Today after a long time, I wanted to play around with Azure Machine Learning Designer formerly Machine Learning Studio.
So I set our to create a Predictive Model using the Sample data that is available in Azure ML -- Automobile price data (Raw)
So I logged in to Azure Portal --
Creating a Machine Learning Workspace
The first step is to create a Machine Learning Resource --
So for that Click on Create a Resource Button and search machine learning as shown below:
Click on Azure Machine Learning
The below screen appears.
Fill in the Resource Group, Workspace Name and Region details.
Fill in other details in the other tabs if needed and click on Review and Create
Now the Azure Machine Learning Workspace is created as below
Click on the Name of the AML workspace
The below screen appears.
Click on Launch Studio. This will launch the Azure Machine Learning (AML) interface.
Click on the Create New -- This opens up the Menu of what can be created as shown below.
Ingesting Data
Click on Pipeline. This will create a New Pipeline Menu as shown below
As you can see it uses the Designer Authoring tool. Now Click on the Plus button which is Create a pipeline using classic pre-built components.
This will open a blank canvas in the designer as shown below:
Now we are ready to create a training model. Click on the two arrows beside Undo as shown in the above image. This will open a Menu which contains the components that can be used to build the predictive model as shown below:
Click on Sample data and drag the dataset named Automobile Price Data (Raw) on to the blank canvas
You can right-click the Automobile price data (Raw) component and select Preview Data to understand the dataset.
Each row corresponds to an automobile, and the variables associated with each automobile appear as columns.

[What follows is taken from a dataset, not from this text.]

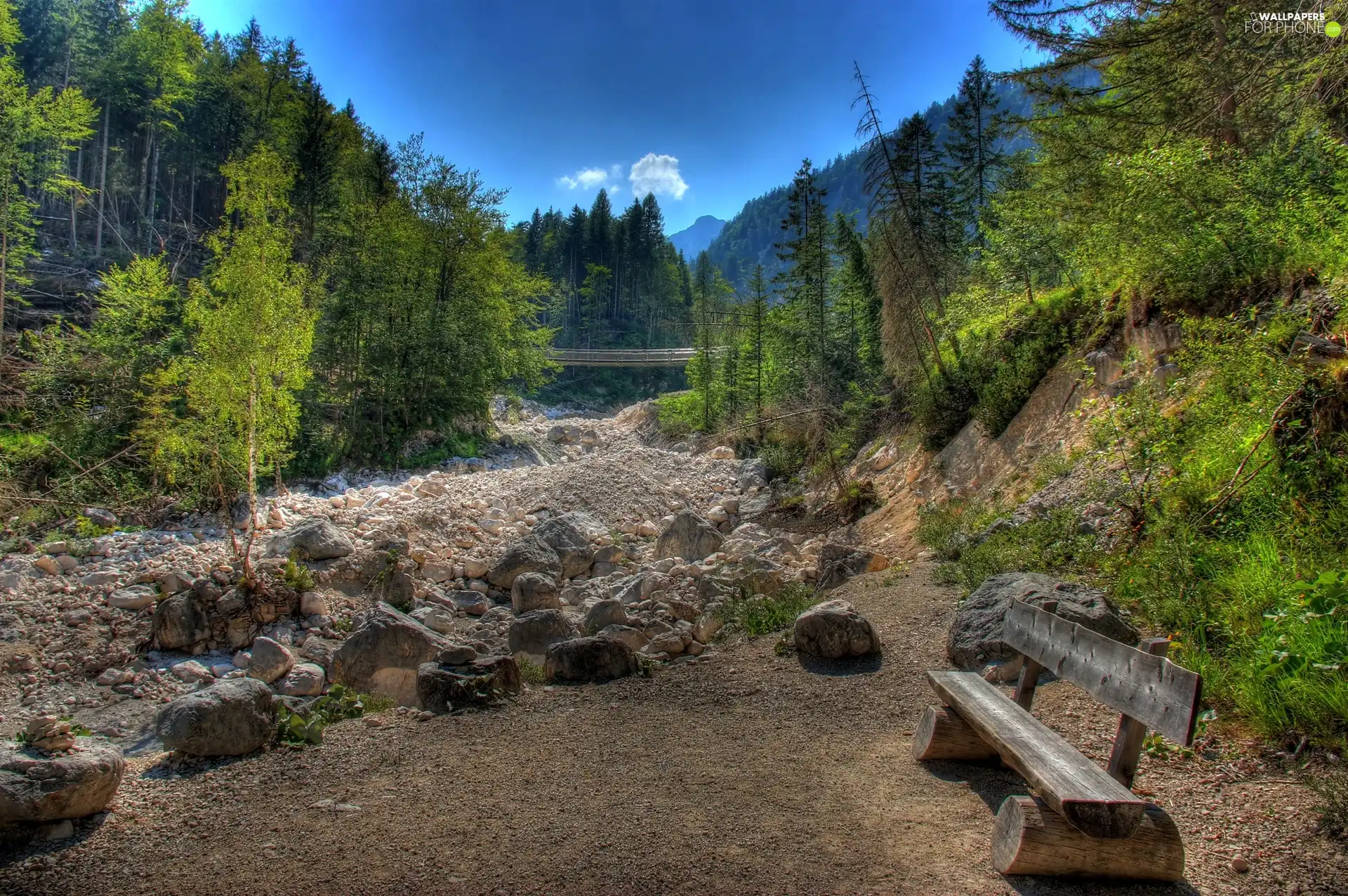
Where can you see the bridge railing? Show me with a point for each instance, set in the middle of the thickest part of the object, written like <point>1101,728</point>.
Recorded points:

There are 205 rows and 26 columns in this dataset.
Preparing Data
Now that we have chosen the dataset we need to clean the data.
First step in preparing data is to eliminate columns that we do not need
Second step is to remove the missing values.
So if you look at the dataset carefully, there are many values missing from the column normalized-losses. So we need to eliminate this column. To achieve this, we can use the Select Column in dataset component as shown below.
Now connect the Dataset component with the Select Columns component.
Double click on the New component and choose Edit Columns and create the rules as below to Include All columns Except the column named normalized-losses
Double Click on the Clean missing data component and change as shown below.
Preparing Training and test data
Now that we have prepared and cleaned the dataset, the next step is to prepare the train and test data, For this we will use Split Data component. Search for the Split Data component and drag it to the canvas. Connect the Clean Missing data component to the Split Data component. Make sure that the Cleaned dataset port is connected as shown below.
Double click the Split Data component and configure as shown below. The 0.7 in the Fraction of rows in the first output dataset. means that the dataset will be split into 70% and 30%. The 70% dataset will be used for training a model and 30% dataset can be used as a test dataset.
Training a Model
The Next Step is to train a model. From the data we are going to Predict the Price of the automobile. So we will use a linear regression model. So Search for the Linear Regression component and drag it to the canvas. Next search for a Train Model and drag it to the canvas. And connect these components as shown below.
Next add the components -- Score Model and Evaluate Model on to the canvas and connect them as shown below:
Now your Pipeline is ready.
Next Steps ---
In order to train this model, you need to click on the Submit button
Once you submit you will be prompted with the below configuration.
Ensure that you have configured the Compute Target as well as shown below
This will create a pipeline job and a notification will pop up at the top right corner of the page. Since this is your first job, this might take up to 20 mins to run. Once you get the notification that the job is completed, you can look at the job detail page as shown below.
You can then look at the scored labels and price predicted as shown below.
You can use the Evaluate Model to see how well the trained model performed on the test dataset as shown below
You can see the error statistics above. For each of the error statistics, smaller is better. A smaller value indicates that the predictions are closer to the actual values.
For the coefficient of determination, the closer its value is to one (1.0), the better the predictions.
That's it from me for today.
In my next blog post I will show you how you can deploy this model.